Ces dernières années, les événements extrêmes tels que les glissements de terrain, les inondations, les incendies et les effondrements soudains liés au changement climatique ont cessé d'être des exceptions. De la catastrophe de Crans-Montana aux tragédies qui touchent également notre pays de manière cyclique, la question centrale n'est pas seulement ce qui s'est passémais dans quelle mesure le système – infrastructurel, informationnel et formation – a-t-il pu résister à l'urgence.
Dans les situations de crise, l’information ne manque pas : bulletins météorologiques, systèmes d’alerte, communications institutionnelles, mises à jour en temps réel sur le web et les réseaux sociaux parviennent rapidement à une partie importante de la population. Les réseaux de télécommunications représentent aujourd'hui une infrastructure critique, indispensable à la diffusion des alertes, à la coordination des services de secours et à la gestion opérationnelle des urgences.

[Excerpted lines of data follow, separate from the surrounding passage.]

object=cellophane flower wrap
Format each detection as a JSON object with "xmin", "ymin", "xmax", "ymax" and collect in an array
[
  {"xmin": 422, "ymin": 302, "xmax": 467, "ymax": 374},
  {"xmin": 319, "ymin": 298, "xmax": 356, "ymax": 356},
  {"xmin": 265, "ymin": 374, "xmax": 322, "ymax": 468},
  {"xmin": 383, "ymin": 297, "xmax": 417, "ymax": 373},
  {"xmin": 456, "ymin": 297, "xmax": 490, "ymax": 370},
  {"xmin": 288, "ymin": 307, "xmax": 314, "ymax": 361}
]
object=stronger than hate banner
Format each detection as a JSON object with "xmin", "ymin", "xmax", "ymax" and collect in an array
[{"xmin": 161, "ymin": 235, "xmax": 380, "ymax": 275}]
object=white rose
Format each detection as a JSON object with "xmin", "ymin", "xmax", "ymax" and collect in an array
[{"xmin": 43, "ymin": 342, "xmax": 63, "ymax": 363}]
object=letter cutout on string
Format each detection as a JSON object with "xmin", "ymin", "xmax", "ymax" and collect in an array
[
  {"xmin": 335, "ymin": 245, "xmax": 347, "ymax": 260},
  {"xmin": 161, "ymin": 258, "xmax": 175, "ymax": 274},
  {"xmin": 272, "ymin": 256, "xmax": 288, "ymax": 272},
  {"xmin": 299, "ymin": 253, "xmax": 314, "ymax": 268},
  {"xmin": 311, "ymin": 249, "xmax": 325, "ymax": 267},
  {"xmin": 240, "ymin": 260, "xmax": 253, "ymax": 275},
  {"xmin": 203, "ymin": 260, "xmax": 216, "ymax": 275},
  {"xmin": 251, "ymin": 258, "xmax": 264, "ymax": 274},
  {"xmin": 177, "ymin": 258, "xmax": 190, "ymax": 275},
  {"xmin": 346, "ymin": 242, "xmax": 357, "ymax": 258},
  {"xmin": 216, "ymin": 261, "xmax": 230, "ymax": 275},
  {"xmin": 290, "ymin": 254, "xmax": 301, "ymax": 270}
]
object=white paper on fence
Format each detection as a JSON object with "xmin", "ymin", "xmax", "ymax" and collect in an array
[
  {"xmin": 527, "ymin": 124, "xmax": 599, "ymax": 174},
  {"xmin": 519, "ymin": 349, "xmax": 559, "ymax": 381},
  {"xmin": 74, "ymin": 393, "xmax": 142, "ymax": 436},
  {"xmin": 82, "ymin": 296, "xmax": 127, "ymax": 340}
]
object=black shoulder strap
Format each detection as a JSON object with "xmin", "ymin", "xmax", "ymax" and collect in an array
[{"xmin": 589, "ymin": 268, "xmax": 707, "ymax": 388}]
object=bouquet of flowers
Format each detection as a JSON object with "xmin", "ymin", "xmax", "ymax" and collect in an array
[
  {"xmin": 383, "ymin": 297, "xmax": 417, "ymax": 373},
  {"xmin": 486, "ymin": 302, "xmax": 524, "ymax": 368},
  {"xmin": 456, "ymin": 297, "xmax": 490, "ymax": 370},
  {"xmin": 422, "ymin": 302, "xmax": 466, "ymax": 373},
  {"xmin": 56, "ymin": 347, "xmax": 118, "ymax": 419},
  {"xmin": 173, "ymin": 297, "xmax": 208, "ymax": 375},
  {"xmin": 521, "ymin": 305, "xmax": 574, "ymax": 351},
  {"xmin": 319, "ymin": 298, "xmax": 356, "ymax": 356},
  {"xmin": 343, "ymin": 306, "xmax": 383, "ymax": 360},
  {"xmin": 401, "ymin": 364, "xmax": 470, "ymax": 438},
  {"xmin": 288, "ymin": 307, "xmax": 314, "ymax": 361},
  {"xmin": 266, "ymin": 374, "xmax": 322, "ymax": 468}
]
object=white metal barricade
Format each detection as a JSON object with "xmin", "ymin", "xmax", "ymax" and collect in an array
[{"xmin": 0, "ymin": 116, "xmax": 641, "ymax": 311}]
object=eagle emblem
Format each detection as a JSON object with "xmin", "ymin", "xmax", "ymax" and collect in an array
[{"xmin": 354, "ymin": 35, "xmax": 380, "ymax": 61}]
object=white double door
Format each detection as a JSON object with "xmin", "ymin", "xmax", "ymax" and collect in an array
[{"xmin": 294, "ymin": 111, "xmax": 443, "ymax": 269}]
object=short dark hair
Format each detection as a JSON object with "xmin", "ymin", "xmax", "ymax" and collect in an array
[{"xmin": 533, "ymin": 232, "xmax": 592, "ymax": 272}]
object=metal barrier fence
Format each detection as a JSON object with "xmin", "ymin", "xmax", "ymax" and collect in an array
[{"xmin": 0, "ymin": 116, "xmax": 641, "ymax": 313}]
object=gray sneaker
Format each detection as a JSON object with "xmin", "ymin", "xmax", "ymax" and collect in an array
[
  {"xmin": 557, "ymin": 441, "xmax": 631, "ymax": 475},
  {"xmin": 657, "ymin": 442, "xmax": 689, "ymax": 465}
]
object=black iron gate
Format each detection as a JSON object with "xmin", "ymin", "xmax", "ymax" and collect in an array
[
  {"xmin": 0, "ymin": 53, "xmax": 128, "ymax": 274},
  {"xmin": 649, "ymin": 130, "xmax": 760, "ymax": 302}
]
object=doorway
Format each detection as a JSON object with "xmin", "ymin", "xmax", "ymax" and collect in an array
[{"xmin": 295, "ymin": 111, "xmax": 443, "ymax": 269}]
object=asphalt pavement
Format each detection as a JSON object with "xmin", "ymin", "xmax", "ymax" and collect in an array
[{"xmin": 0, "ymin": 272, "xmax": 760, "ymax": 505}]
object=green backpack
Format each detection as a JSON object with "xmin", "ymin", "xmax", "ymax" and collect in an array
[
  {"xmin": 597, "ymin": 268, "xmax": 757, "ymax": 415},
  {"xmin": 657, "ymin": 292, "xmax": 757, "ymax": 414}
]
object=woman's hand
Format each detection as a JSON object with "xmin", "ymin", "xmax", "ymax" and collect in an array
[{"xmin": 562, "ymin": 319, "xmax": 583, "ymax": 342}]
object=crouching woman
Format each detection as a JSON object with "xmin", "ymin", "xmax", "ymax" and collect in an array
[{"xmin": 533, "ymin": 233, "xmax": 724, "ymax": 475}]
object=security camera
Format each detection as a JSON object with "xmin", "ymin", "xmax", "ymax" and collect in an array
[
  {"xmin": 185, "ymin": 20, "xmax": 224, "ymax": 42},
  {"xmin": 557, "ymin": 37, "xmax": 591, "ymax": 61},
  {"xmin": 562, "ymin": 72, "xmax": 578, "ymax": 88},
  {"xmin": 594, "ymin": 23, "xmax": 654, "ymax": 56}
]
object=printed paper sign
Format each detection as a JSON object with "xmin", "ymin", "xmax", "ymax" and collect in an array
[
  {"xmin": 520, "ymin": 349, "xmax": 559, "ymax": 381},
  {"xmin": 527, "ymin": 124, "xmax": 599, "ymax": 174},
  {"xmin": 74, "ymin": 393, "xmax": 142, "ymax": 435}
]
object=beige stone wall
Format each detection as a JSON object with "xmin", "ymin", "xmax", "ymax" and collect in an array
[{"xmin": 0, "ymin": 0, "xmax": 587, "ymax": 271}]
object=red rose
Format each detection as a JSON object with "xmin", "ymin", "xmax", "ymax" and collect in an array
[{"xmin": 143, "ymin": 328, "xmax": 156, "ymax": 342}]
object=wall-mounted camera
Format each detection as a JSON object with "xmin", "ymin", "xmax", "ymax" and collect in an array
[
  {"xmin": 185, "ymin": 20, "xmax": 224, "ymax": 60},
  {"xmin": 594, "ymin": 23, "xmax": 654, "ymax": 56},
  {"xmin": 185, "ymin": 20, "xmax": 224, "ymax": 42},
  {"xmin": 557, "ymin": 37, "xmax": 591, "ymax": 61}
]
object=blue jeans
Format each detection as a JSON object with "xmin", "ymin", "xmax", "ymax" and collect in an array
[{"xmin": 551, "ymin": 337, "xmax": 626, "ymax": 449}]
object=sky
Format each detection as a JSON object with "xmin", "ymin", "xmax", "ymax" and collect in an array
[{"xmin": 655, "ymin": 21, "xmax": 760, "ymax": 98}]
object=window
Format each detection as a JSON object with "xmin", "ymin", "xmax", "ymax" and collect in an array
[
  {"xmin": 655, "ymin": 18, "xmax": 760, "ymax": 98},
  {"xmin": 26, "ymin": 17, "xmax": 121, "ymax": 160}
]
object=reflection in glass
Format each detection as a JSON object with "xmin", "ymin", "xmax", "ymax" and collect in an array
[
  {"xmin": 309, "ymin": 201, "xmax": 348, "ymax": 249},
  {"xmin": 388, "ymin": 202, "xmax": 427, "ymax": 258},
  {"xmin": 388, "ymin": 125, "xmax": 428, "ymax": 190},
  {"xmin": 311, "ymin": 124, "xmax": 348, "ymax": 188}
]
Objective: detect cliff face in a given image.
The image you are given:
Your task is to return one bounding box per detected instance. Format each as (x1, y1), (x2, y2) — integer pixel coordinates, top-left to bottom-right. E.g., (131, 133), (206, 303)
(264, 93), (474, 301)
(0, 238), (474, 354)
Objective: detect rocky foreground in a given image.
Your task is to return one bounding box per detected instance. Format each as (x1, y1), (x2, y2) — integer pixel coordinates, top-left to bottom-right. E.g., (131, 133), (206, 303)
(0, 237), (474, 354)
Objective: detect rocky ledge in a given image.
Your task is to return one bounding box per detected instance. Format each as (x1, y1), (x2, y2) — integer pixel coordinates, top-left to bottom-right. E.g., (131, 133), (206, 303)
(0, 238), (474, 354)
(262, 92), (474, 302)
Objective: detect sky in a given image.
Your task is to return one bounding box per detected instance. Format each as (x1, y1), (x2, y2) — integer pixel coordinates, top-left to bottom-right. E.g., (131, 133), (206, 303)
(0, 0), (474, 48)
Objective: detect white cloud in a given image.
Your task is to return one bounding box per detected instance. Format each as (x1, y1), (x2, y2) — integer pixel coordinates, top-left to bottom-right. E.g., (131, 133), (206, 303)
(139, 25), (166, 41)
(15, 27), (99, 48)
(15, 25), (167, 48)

Cependant, la disponibilité de l'information ne coïncide pas avec la capacité de l'utiliser efficacement et être atteint par un message d'alerte n'équivaut pas à savoir l'interpréter correctement ou à la traduire en comportement approprié, car la technologie accélère la transmission, mais ne remplace pas la compétence.
L’écart entre information et préparation
L’écart entre information et préparation est un problème structurel et concerne la manière dont les politiques publiques abordent la question de la sécurité, non seulement en termes d’investissements dans les infrastructures, mais aussi de culture civique et numérique. Le droit à l’information, à lui seul, ne garantit pas la protection des citoyens s’il ne s’accompagne pas de la capacité de comprendre et d’agir.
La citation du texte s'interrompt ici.